My girlfriend and I embarked on a journey that would change our lives forever. We decided to forgo the use of spoken language for three months and instead, learn sign language. It was a decision that was not arrived at lightly, but one that we felt was vital for the survival of our relationship. Communication had become an insurmountable obstacle, a wall that we could not climb, and so we decided to tear it down and start anew.

The process of learning sign language was akin to learning a new language all over again but much more fun. We struggled at first, our fingers fumbling over the signs, our minds muddled trying to string it all together. But we were determined, and as the days passed, we began to understand the nuances of this new language. Soon, we were communicating in sign language. Poorly but enough to get by.

The decision to use sign language as our primary mode of communication also had an effect on our relationship with others. We found ourselves in social situations where we were the only ones conversing in sign language. It was an odd sensation, to be sure, but it also led to some of the most fascinating conversations we had ever had. Doing it It reminded us of one of our favourite TED talks of all times.

The greatest revelation that came from our decision was the realization that communication is not just about words. It's about body language, facial expressions, and the way one presents oneself. It's about the way a person holds themselves, the way their eyes flicker, the way their hands move. We had been so focused on the words that we had forgotten about the other aspects of communication.

One of the unexpected benefits of communicating through sign language was the increased physical contact in our relationship. Our hands were always moving, signing, and expressing, and as a result, we found ourselves touching each other more often. A simple touch on the shoulder to grab attention, a gentle brush of the hand to show affection, these small gestures became a natural part of our daily interactions. This increased physical touch brought us closer together, it was a silent language that needed no words, but spoke volumes. It was a reminder that communication is not just verbal, it's also nonverbal, and it's important to have both to truly understand and connect with each other.

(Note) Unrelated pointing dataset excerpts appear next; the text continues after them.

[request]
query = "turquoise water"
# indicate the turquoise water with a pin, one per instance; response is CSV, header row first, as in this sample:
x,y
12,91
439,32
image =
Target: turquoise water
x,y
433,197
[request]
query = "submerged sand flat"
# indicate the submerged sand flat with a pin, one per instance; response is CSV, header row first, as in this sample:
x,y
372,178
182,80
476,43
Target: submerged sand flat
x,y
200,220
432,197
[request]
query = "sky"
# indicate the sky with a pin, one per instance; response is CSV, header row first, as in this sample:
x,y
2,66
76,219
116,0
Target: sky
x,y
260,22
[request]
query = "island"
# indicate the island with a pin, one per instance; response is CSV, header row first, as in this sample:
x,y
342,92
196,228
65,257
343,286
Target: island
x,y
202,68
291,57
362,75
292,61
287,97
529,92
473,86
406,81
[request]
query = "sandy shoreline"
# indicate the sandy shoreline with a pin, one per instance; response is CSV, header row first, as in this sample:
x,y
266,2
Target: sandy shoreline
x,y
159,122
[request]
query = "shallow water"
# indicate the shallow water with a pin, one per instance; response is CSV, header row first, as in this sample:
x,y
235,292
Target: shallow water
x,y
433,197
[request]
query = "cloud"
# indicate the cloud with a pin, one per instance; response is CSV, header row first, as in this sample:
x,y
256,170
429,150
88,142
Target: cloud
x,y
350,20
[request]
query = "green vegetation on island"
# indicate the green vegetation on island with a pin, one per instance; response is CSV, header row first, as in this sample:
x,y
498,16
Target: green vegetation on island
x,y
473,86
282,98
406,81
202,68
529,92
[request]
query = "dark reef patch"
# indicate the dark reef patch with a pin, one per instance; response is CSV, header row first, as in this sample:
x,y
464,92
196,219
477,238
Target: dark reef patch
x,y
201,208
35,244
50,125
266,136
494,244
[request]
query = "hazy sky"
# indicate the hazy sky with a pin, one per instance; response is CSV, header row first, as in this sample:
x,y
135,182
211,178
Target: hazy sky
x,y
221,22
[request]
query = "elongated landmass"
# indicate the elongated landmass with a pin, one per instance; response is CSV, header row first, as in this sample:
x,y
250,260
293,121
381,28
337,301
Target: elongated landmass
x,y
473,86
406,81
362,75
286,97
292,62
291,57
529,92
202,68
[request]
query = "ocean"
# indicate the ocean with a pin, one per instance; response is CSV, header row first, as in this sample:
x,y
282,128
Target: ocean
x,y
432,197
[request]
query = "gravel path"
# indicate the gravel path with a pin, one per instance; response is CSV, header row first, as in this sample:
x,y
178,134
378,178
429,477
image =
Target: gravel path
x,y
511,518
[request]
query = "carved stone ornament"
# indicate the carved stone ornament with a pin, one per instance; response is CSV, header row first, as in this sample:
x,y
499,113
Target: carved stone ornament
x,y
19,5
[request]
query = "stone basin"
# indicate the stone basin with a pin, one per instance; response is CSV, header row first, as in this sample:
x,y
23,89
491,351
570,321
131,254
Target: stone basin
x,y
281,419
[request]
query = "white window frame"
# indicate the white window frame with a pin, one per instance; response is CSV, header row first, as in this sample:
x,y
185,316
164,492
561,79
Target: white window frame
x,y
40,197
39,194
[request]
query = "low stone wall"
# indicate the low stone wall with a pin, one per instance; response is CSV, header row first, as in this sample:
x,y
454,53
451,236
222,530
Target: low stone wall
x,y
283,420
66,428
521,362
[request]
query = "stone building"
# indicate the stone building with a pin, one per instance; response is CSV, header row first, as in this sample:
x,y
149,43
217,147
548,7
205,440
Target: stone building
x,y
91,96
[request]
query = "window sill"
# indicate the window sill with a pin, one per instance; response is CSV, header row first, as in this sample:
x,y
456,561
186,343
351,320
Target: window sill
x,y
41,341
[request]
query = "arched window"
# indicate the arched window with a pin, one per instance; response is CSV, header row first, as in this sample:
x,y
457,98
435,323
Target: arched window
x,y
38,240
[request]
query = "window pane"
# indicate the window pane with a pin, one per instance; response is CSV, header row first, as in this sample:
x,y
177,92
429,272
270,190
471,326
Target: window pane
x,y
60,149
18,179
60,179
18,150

Using Bond Touch bracelets helped at first as we had already developed our own touch language but ultimately sign language is a vast and rich world that extends far beyond simple touch.

Our decision to stop speaking and use sign language (albeit for three months) strengthened our relationship, opened up new worlds, and gave us a new perspective on communication. I'm not going to say it was easy, but it was rewarding. We would recommend this experience to anyone looking to improve their communication skills and strengthen their relationship.